The first change pushes DNS servers to my client (fake ips, obviously) and the second change is to allow different clients to talk to each other. I am not sure how useful the inter-client link will end up being.
I am using the Viscosity client because that’s the only sane way to do this on OS X and Windows. Sending all traffic over the vpn link is the default behaviour for Network Manager (Linux). I started with the sample by running cp /usr/share/doc/openvpn-2.1.4/sample-config-files/client.conf .“. My changes where pretty basic:

diff -U0 sample-client.conf client.conf
--- sample-client.conf 2011-12-12 22:43:11.000000000 -0800
+++ client.conf 2011-12-12 21:49:17.000000000 -0800
@@ -42 +42 @@
-remote my-server-1 1194
+remote server.name 1194
@@ -89,2 +89,2 @@
-cert client.crt
-key client.key
+cert laptop.crt
+key laptop.key

At this point, the client side configuration was ready to transfer, so I tarred up the needed files with:

mkdir ovpn-configs
cp keys/ca.crt keys/laptop.crt keys/laptop.key client.conf ovpn-configs/
tar jcf laptop-openvpn-config.tar.bz2 ovpn-configs
 
and used scp to transfer the files over to my laptop.
Once on my laptop, I untarred the files and imported the configuration into Viscosity. I did this by:
  • clicking on Viscosity menu icon then selecting preferences
  • clicking on plus arrow with down, selecting “import connection” then selecting “from file”
  • selected the client.conf file from the tarball
Next, I configured all my traffic to go over vpn. I selected the “client” configuration from the list of configurations and pressed the “edit” button. In the sheet, I navigated to the “networking” tab and checked the box for “send all traffic over VPN connection”. My client side configuration was complete.
At this stage, I tested that my machine was able to connect to my openvpn server. I gathered the various files needed for the openvpn server into a single directory:

mkdir ~/openvpn-server/
cp keys/* ~/openvpn-server #lazy
cp server.conf ~/openvpn-server

and started the server with cd ~/openvpn-server && sudo openvpn server.conf“. I connected using viscosity to the server. The client connected properly, but I was unable to resolve anything on dns or reach anything other than my openvpn server. Reading the openvpn howto suggested setting up a NAT. I did some searching and found a page with information on setting up the NAT. I did:


echo 1 > /proc/sys/net/ipv4/ip_forward
/sbin/iptables -t nat -A POSTROUTING -o eth0 -j MASQUERADE
/sbin/iptables -A FORWARD -i eth0 -o tun0 -m state --state RELATED,ESTABLISHED -j ACCEPT
/sbin/iptables -A FORWARD -i tun0 -o eth0 -j ACCEPT


At this point, everything worked!
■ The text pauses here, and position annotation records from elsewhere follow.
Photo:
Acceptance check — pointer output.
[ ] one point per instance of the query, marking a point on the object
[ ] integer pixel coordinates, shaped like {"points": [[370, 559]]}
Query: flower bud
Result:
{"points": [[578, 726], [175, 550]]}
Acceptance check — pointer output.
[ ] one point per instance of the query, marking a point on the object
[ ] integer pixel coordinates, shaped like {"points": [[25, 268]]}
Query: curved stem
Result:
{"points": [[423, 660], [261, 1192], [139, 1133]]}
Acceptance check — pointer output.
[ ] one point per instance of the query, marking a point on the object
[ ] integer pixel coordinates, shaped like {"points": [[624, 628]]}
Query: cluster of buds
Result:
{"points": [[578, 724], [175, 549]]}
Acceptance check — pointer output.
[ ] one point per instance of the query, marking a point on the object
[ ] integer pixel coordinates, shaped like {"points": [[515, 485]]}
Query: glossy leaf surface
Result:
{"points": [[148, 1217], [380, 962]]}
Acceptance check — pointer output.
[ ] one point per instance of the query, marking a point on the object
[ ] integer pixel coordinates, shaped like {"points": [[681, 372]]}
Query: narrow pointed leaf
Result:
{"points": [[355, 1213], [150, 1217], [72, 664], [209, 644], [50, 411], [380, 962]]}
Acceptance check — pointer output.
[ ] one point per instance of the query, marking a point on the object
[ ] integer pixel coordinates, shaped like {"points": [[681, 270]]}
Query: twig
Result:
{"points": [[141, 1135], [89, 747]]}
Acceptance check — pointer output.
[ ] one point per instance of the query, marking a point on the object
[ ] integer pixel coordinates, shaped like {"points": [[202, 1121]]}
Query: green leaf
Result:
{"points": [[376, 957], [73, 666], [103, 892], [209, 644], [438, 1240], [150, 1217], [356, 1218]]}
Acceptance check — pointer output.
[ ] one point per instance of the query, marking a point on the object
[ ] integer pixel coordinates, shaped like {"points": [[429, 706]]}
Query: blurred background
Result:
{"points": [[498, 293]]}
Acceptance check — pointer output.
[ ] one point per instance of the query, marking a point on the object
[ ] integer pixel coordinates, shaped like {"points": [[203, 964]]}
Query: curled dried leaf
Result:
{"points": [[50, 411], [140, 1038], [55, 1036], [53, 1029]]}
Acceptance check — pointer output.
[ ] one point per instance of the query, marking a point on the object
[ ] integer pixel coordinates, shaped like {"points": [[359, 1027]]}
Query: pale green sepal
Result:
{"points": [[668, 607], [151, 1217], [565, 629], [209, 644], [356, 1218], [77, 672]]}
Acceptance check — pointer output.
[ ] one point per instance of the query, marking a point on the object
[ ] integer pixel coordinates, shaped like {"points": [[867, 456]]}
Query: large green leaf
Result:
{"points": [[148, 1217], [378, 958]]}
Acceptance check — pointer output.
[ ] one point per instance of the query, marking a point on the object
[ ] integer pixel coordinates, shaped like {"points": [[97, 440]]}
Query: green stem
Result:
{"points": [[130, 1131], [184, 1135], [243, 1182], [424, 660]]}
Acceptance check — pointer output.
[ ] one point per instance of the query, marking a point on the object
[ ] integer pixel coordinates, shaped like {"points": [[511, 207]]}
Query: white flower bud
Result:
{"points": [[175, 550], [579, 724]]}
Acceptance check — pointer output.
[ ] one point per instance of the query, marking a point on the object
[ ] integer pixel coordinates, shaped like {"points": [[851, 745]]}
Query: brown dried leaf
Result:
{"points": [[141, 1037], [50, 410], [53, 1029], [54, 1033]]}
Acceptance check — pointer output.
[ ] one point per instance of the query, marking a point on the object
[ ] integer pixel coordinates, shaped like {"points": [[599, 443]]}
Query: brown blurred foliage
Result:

I ran traceroute, and the first hop was my vpn server’s vpn address (10.8.0.1). I also used some websites to check my public IP and it was showing as my server’s IP.

I hope this is useful to others. If I’ve done something really dumb, I’d appreciate any suggestions for how to do it better! I have left out information about how to start the openvpn service on boot. This isn’t really important to me right now but if I ever bother with it, I’ll update this blog post.